Yo llevaba acampando varios días en la playa, desmontando el campamento cada madrugada para regresar a la ciudad a trabajar en los semáforos y pasear. La mochila grande la guardaba en el casillero de un supermercado temprano, y la retiraba quince minutos antes de que cierren al atardecer. Toda una movida clandestina, para no cargar con tanto peso de gusto en la espalda.

Aquél particular día guardé la mochila, desayuné y con paso liviano fui hasta la municipalidad. Habíamos acordado con un amigo de Bahía Blanca, a quién conocí en tiempos de Universidad, encontrarnos allí. Juan estaba con su compañera colombiana pagando un cuarto en el centro de la ciudad. Mientras lo esperaba conversé con la única señora que estaba allí afuera aguardando. Le comenté de mi viaje y de la carrera que había estudiado y abandonado. Cuando ella parecía estar por ingresar a la municipalidad con un puñado de llaves en la mano, me propuso dar una charla de una hora sobre el tema que quisiera, luego de la hora del almuerzo para reemplazar a un orador ausente. Resultaba que la señora era una de las organizadoras del evento.

La invitación me cayó como un balde de agua fría. Titubeando como una hoja al viento y con cara de radicheta fresca, le respondí que sí.

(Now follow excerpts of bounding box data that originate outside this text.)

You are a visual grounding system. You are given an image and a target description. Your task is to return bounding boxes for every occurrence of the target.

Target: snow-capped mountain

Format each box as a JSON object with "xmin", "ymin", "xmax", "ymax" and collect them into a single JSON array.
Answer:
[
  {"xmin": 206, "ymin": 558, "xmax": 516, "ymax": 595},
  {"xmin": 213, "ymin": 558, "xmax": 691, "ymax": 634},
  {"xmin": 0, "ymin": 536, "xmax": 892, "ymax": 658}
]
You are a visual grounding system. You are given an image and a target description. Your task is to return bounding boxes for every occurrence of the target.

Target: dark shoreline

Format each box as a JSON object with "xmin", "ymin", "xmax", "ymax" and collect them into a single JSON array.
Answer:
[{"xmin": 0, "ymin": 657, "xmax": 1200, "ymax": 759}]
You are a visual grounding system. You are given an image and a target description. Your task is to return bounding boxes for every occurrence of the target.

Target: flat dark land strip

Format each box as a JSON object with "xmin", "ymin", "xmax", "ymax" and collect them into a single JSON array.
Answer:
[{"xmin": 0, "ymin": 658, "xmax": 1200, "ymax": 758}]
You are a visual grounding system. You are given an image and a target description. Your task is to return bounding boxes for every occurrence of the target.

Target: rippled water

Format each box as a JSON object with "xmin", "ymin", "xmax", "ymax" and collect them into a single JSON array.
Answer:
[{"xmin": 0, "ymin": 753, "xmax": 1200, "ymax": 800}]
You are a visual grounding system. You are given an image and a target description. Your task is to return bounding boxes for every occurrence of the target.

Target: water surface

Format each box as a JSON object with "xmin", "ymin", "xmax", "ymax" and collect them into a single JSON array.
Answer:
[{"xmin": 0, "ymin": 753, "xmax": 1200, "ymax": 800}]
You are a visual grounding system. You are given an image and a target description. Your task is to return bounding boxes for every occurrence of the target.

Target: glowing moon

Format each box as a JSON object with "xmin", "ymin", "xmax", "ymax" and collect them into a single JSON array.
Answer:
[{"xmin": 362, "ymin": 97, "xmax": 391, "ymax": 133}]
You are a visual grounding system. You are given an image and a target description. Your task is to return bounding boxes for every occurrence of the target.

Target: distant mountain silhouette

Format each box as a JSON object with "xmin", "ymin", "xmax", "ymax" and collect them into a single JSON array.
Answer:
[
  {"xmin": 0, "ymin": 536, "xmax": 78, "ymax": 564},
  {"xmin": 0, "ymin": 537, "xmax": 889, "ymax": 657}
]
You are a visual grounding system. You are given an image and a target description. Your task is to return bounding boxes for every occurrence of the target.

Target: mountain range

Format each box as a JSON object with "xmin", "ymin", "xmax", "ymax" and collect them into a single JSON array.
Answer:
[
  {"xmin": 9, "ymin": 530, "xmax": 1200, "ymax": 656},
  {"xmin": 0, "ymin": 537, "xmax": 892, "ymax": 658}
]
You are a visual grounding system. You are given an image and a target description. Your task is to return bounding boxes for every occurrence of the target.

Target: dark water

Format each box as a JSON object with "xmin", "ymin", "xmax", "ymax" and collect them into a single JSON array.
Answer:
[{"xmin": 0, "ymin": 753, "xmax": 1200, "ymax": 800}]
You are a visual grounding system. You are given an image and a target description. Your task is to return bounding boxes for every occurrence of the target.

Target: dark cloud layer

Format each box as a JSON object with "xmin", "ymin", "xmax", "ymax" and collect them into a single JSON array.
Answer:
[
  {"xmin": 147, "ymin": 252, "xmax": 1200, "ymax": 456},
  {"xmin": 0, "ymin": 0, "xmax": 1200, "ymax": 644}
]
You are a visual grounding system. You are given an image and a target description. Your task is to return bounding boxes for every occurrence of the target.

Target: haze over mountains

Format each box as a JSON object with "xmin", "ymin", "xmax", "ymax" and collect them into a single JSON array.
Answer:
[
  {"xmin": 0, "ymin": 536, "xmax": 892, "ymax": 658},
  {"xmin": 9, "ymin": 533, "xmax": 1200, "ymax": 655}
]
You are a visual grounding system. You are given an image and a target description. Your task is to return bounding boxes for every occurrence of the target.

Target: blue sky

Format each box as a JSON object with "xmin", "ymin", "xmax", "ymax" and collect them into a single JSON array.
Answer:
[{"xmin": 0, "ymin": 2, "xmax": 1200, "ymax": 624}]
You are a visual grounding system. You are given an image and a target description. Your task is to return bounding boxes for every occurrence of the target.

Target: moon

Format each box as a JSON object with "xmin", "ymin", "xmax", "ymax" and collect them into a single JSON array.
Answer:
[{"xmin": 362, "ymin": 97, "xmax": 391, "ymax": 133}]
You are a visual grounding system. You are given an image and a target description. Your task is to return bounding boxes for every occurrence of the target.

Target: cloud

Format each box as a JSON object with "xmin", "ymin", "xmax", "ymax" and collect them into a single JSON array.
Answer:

No lo podía creer, me estaban invitando a bailar y encima podía elegir la música.

Ingresamos al edificio y de una escapada me escabullí al baño para asearme al estilo polaco tan rápido como madura una mora. Cepillé mis dientes hasta sacarles brillo, me coloqué la remera del lado inverso para disimular unas manchas misteriosas de comida o aceite y procure asiento en la hilera del fondo para no llamar la atención.
La misma coordinadora se acercó a pedirme algunos datos personales, anotándolos en una planilla. El sitio de alfombra roja y butacas finas quedó inundado de oyentes. Todo el mundo perfumado y bañado para la ocasión.

Para dar comienzo al evento invitaron a la mesa de honor, es decir, a las sillas de madera
minuciosamente talladas, que se encontraban en el palco, a los representantes, gerentes y presidentes de ciertas instituciones, empresas y museos. Sorpresivamente mi nombre estaba casi al final de la lista. Al escucharlo me levanté de un salto y sintiendo el calor de los aplausos, desfilé con mi traje de baño rasgado en la parte trasera, hasta las escalinatas. Desencajaba totalmente al lado de esa pandilla de hombres de terno blanco y negro, sin embargo, dejando las apariencias en el cesto de basura, algo tenía para ofrecer.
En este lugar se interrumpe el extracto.